Russia’s former Prime Minister Dmitry Medvedev has expressed support for compulsory vaccinations Wednesday as the country grapples with slower-than-hoped-for coronavirus vaccine uptake.
Medvedev, who was demoted to deputy chief of Russia’s Security Council in a major cabinet reshuffle last year, described mandating vaccinations as a tradeoff between individual choice and protecting the population from disease.
“Vaccination itself presupposes a person’s consent. ... But sometimes these decisions can be binding in the public interest and the interest of protecting the vast majority of the population,” he said.
“The relationship between voluntary and mandatory can be changed in favor of mandatory, though this is a question of proportionality of values: On the one hand, the value of individual life and on the other, the value of protecting the entire population,” Medvedev added.

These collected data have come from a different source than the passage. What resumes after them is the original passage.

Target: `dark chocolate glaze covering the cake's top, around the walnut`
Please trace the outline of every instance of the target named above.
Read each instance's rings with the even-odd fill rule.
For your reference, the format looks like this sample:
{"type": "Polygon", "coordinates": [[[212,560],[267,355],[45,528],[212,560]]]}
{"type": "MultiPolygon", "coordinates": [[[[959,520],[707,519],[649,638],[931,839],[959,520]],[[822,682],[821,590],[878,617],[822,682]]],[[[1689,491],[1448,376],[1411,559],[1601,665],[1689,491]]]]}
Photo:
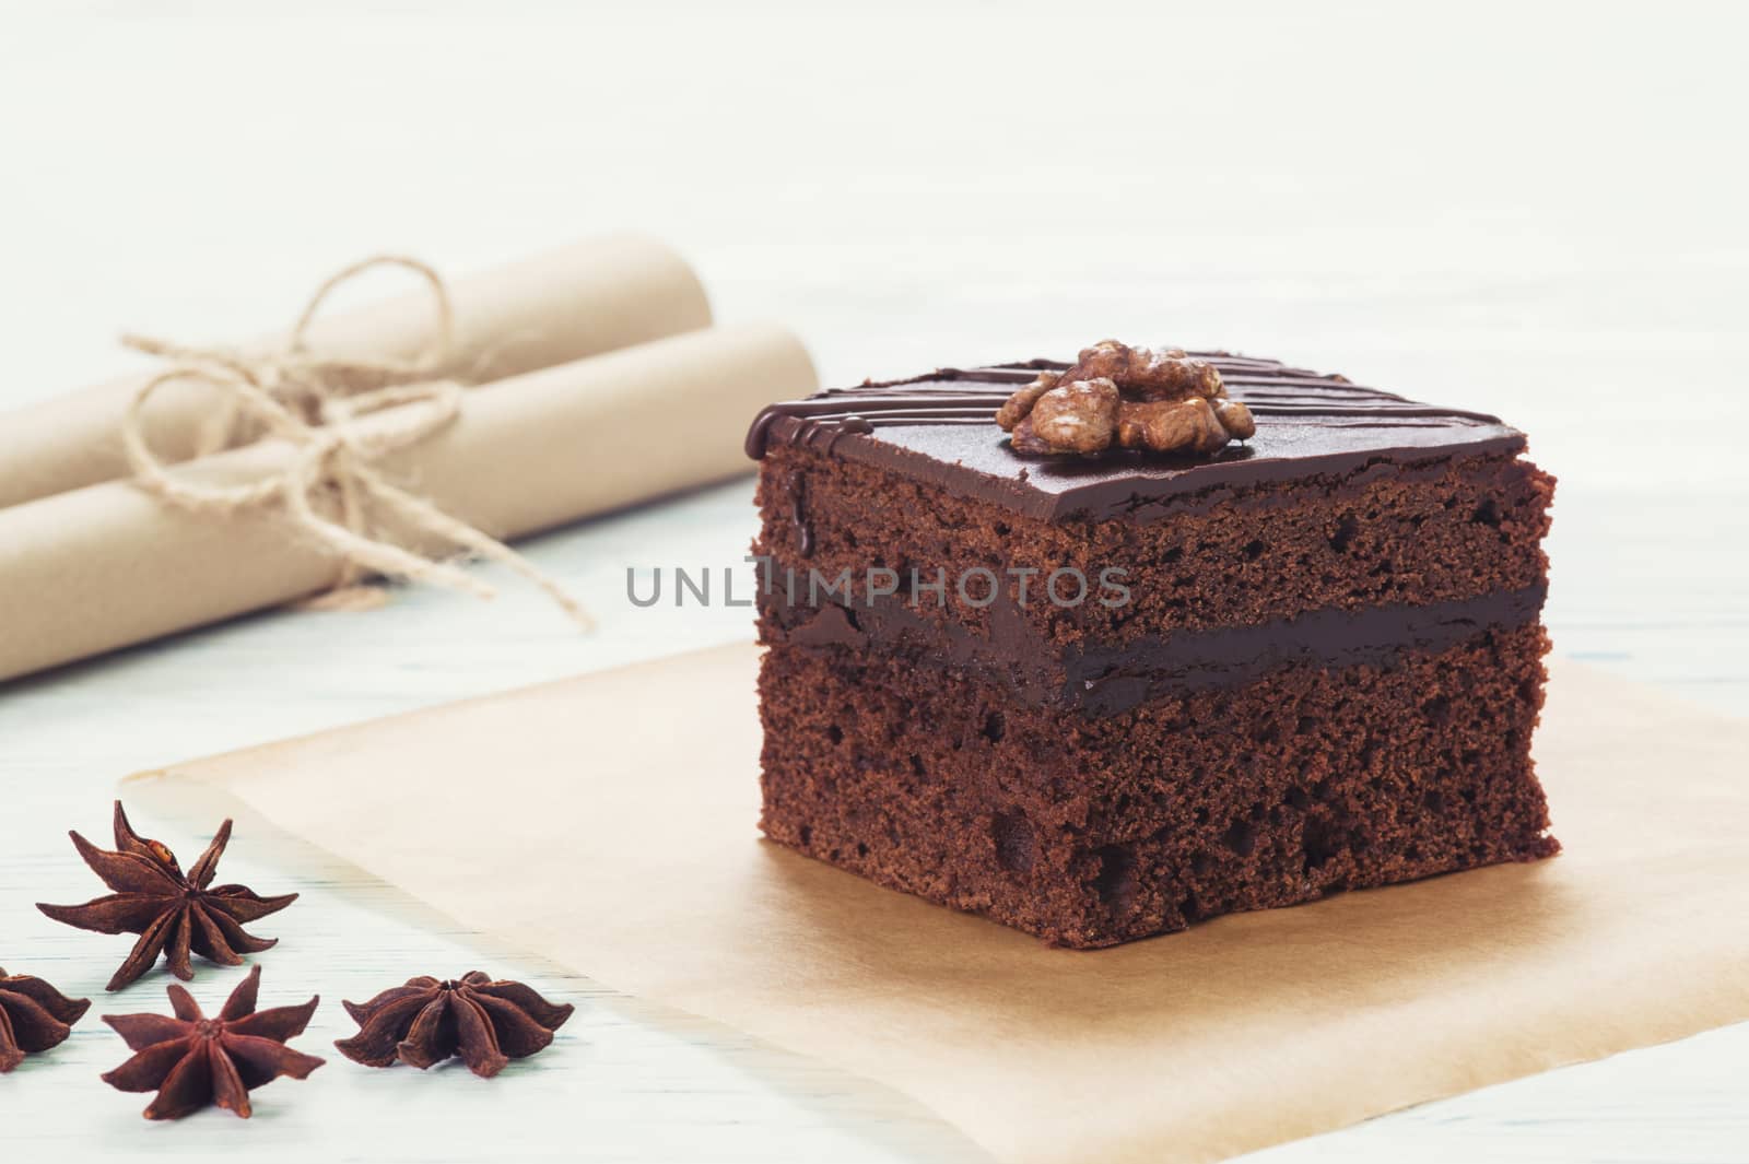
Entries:
{"type": "Polygon", "coordinates": [[[939,369],[913,379],[833,388],[766,407],[747,454],[773,444],[902,472],[1041,521],[1165,512],[1210,489],[1373,465],[1418,465],[1453,454],[1502,454],[1525,437],[1495,416],[1466,412],[1320,376],[1277,360],[1195,351],[1228,395],[1258,419],[1258,435],[1210,458],[1112,451],[1093,458],[1025,456],[1009,447],[995,411],[1056,360],[939,369]]]}

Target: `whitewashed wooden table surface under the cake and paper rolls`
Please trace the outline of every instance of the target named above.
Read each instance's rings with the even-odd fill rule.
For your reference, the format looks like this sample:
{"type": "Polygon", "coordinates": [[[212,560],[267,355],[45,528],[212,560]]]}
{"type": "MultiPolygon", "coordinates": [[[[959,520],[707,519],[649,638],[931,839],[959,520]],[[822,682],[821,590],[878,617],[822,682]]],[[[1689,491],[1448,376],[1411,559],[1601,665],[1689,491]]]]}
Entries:
{"type": "MultiPolygon", "coordinates": [[[[1557,650],[1749,713],[1749,404],[1730,371],[1749,238],[1740,150],[1714,145],[1746,86],[1723,7],[1656,26],[1593,5],[1438,24],[1077,5],[1069,26],[1030,5],[68,7],[0,42],[0,103],[35,110],[0,124],[0,405],[122,367],[122,327],[289,320],[362,253],[460,271],[638,225],[694,257],[721,318],[801,330],[827,381],[1118,334],[1499,411],[1562,477],[1557,650]]],[[[0,965],[98,1014],[163,998],[161,973],[101,998],[126,942],[31,909],[98,891],[65,828],[101,835],[129,771],[747,636],[740,610],[633,608],[624,570],[736,565],[749,493],[530,545],[602,615],[591,638],[511,582],[495,605],[266,615],[0,689],[0,965]]],[[[217,825],[136,823],[184,856],[217,825]]],[[[124,1049],[87,1019],[0,1080],[0,1157],[978,1159],[899,1096],[491,949],[247,821],[222,870],[304,895],[257,928],[283,940],[264,1001],[325,996],[306,1049],[350,1033],[341,996],[415,973],[484,967],[579,1014],[491,1084],[331,1056],[248,1124],[166,1127],[96,1082],[124,1049]]],[[[238,977],[203,967],[196,994],[238,977]]],[[[1740,1164],[1746,1061],[1732,1028],[1258,1159],[1740,1164]]]]}

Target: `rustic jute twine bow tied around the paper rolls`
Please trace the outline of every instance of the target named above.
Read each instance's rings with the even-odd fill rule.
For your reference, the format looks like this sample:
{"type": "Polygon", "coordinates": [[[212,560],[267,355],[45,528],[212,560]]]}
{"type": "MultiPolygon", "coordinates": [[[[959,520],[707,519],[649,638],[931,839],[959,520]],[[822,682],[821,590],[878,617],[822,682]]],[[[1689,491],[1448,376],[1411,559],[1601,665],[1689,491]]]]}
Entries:
{"type": "Polygon", "coordinates": [[[462,414],[462,383],[442,374],[455,365],[455,311],[442,278],[427,264],[401,255],[357,262],[327,280],[310,299],[283,348],[241,353],[227,348],[184,348],[124,336],[136,351],[171,360],[135,393],[122,421],[122,447],[135,481],[166,505],[213,517],[283,510],[290,523],[341,563],[332,591],[366,575],[436,582],[479,598],[497,591],[469,572],[429,552],[406,549],[383,528],[385,519],[422,544],[446,544],[509,566],[539,585],[584,629],[582,606],[547,573],[474,526],[444,514],[390,482],[373,461],[415,446],[462,414]],[[306,336],[324,301],[343,283],[373,267],[404,267],[432,290],[437,339],[411,360],[329,358],[310,351],[306,336]],[[145,439],[145,404],[171,383],[198,383],[220,393],[219,407],[196,433],[205,456],[240,440],[271,437],[294,447],[292,463],[247,484],[206,484],[173,474],[145,439]],[[360,425],[362,418],[390,418],[360,425]],[[241,430],[241,432],[240,432],[241,430]],[[332,516],[322,512],[334,510],[332,516]]]}

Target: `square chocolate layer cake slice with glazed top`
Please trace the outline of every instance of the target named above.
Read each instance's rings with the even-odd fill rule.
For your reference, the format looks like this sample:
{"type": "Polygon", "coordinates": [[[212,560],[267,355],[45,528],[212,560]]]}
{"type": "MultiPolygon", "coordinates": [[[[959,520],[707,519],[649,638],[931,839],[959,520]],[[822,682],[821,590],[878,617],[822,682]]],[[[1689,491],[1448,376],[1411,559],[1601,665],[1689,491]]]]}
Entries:
{"type": "Polygon", "coordinates": [[[771,841],[1072,947],[1558,849],[1523,433],[1175,355],[1244,426],[1135,447],[1119,379],[1004,432],[1049,360],[757,418],[771,841]]]}

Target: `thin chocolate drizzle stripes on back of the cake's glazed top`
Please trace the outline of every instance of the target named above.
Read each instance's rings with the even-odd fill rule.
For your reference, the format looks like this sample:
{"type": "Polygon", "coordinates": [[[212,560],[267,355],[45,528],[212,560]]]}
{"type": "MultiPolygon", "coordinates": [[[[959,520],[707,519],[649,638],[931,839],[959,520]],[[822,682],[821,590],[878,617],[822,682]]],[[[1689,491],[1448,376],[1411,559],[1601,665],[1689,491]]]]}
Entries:
{"type": "MultiPolygon", "coordinates": [[[[1415,404],[1378,388],[1319,376],[1275,360],[1235,357],[1224,351],[1193,351],[1221,371],[1235,400],[1244,402],[1259,426],[1280,421],[1329,419],[1338,428],[1434,428],[1441,425],[1499,425],[1487,412],[1415,404]]],[[[1027,360],[972,369],[939,369],[927,376],[857,388],[831,388],[805,400],[766,407],[747,432],[747,454],[764,456],[771,426],[798,421],[796,444],[831,447],[843,435],[869,433],[899,425],[992,425],[995,409],[1020,385],[1041,371],[1063,371],[1058,360],[1027,360]],[[988,386],[981,386],[988,385],[988,386]]]]}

Nearly 14 million Russians, or almost 10% of the population, have received at least one dose of one of Russia’s three approved Covid-19 jabs, according to a comprehensive analysis by the RBC news website. Slightly more than 9 million (over 6% of the population) have received both doses as Russia grapples with entrenched vaccine skepticism that impedes the domestic vaccination campaign.
Russia is on track to vaccinate 70% of its population to reach herd immunity by October 2022 at its current pace.
Medvedev, speaking at a St. Petersburg legal online forum, also called on countries to recognize each others’ vaccines to make global travel easier.
His comments came a month after the European Court of Human Rights ruled that compulsory vaccination can be “necessary in a democratic society.” Euronews reported that the ruling, which concerned events that took place long before the current pandemic, could set a legal precedent in the current debate on whether Covid-19 vaccination should be made compulsory.